We used grep before to only grab lines starting with >, here we use -v to tell it to only grab lines which do not start with @.

Next, we need to remove duplicates. Duplicates here refer to PCR replicates and optical replicates which falsely inflate the sequencing depth, affecting downstream variant calling. PCR duplicates are identical reads which result from the overamplification during PCR step of library preparation. Optical duplicates arise from sequencing machine artifacts, when a cluster is wrongly interpreted as multiple nearby clusters. We use Picard for this step. Run the following:

for file in output_files/*_sorted.bam; do
  base=$(basename "$file" _sorted.bam)
  java -jar /softwares/picard/build/libs/picard.jar MarkDuplicates \
  I="$file" \
  O="output_files/${base}_deduplicated.bam" \
  M="output_files/${base}_duplication_metrics.txt" \
  REMOVE_DUPLICATES=TRUE
done

We use a for loop again, and the command needs an input file (I), some information about the output file it should generate (O), as well as a metrics file (M). –REMOVE_DUPLICATES tells it to remove the duplicate reads, instead of just marking them. Check if the expected output files are generated, using ls.
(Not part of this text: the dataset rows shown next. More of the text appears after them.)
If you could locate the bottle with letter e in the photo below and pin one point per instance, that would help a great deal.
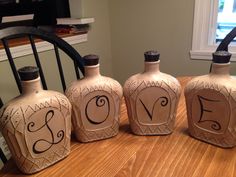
(95, 103)
(37, 124)
(151, 98)
(211, 101)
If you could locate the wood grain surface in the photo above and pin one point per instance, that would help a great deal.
(129, 155)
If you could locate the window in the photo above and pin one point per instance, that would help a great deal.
(213, 19)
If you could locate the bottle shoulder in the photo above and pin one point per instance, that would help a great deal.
(159, 79)
(85, 85)
(212, 82)
(23, 106)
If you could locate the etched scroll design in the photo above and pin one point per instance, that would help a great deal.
(60, 134)
(101, 101)
(214, 124)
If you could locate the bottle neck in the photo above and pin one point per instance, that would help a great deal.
(91, 71)
(152, 66)
(31, 86)
(220, 69)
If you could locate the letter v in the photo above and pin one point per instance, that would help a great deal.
(146, 109)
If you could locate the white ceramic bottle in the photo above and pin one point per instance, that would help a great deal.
(96, 103)
(151, 99)
(36, 125)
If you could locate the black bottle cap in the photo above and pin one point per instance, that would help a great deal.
(90, 60)
(28, 73)
(221, 57)
(151, 56)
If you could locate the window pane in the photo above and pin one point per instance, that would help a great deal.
(226, 19)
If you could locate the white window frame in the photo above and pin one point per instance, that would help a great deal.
(205, 18)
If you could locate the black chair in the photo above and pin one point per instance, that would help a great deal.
(33, 34)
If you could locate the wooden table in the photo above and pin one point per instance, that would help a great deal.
(128, 155)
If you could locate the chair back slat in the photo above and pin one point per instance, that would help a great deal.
(36, 56)
(12, 64)
(33, 34)
(60, 67)
(1, 103)
(76, 66)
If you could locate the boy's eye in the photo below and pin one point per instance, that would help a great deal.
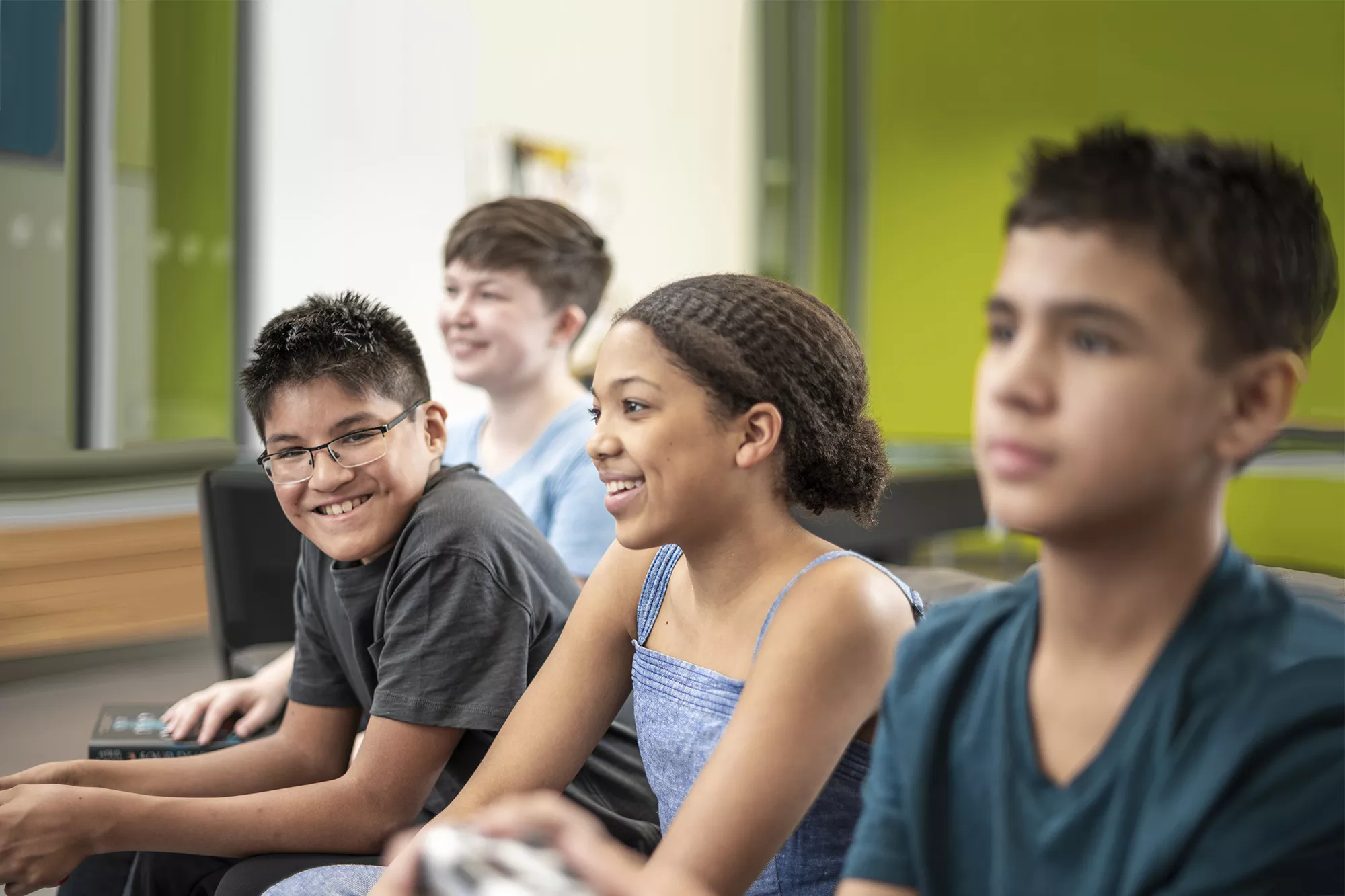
(1094, 343)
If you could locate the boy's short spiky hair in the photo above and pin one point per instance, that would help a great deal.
(556, 248)
(360, 343)
(1241, 227)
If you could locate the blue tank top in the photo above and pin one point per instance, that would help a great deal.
(681, 710)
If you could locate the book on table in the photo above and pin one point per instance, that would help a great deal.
(137, 731)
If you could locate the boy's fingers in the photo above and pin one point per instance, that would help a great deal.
(401, 877)
(397, 845)
(186, 717)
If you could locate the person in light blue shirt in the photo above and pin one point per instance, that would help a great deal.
(555, 483)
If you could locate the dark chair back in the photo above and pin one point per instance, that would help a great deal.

We also have to index the .bam file again. This time we use samtools.

for bam in output_files/*_deduplicated.bam; do
  /softwares/samtools1.12/samtools index "$bam"; 
done

Do ls to see what changed. You should now also have .bam.bai files.

We now have .bam files which are ready to go for downstream processing. But we haven’t really looked at the mapping quality yet. We can do so with the tool Qualimap. Run the following:

for bam in output_files/*_deduplicated.bam; do
    sample=$(basename "$bam" .bam)
    /softwares/qualimap_v2.2.1/qualimap bamqc \
        -bam "$bam" \
        -outdir output_files/qualimap_results/${sample}_qualimap \
        -outformat HTML
done

It will create an bunch of files, and store them in a qualimap_results folder (note that you asked it to create this folder to put all the output files in). Download the entire folder (just like you did with the FastQC results) and look at the html file it in your browser. Because Qualimap does not embed the images in their html files (unlike FastQC), you need to download the entire folder. Take a look at the images at the bottom of the report (you can click the links on the right side of the page), especially the coverage across the reference and coverage histogram. It should look something like this: qualimap

The next step will be different from the variant filtering we’ve done for the high depth samples. Because these are low depth samples (~3X), we cannot call hard genotypes with certainty. Imagine you have a position with 2X or 3X coverage, how certain would you be this truly is homozogous if you only find 1 allele? So instead we’ll use genotype likelihoods as implemented in ANGSD. The next section deals with genotype-likelihood computation and probabilistic SNP filtering.

Housekeeping: we have created quite a few large files, and it is good practice to delete what you don’t need anymore. You could for example delete the .sam files, and the _sorted.bam files which were later deduplicated. You can remove files with rm, but be careful! It will not ask you if you’re certain and it cannot be undone. Always keep the raw data, and keep the final .bam files as they will be needed for the variant calling.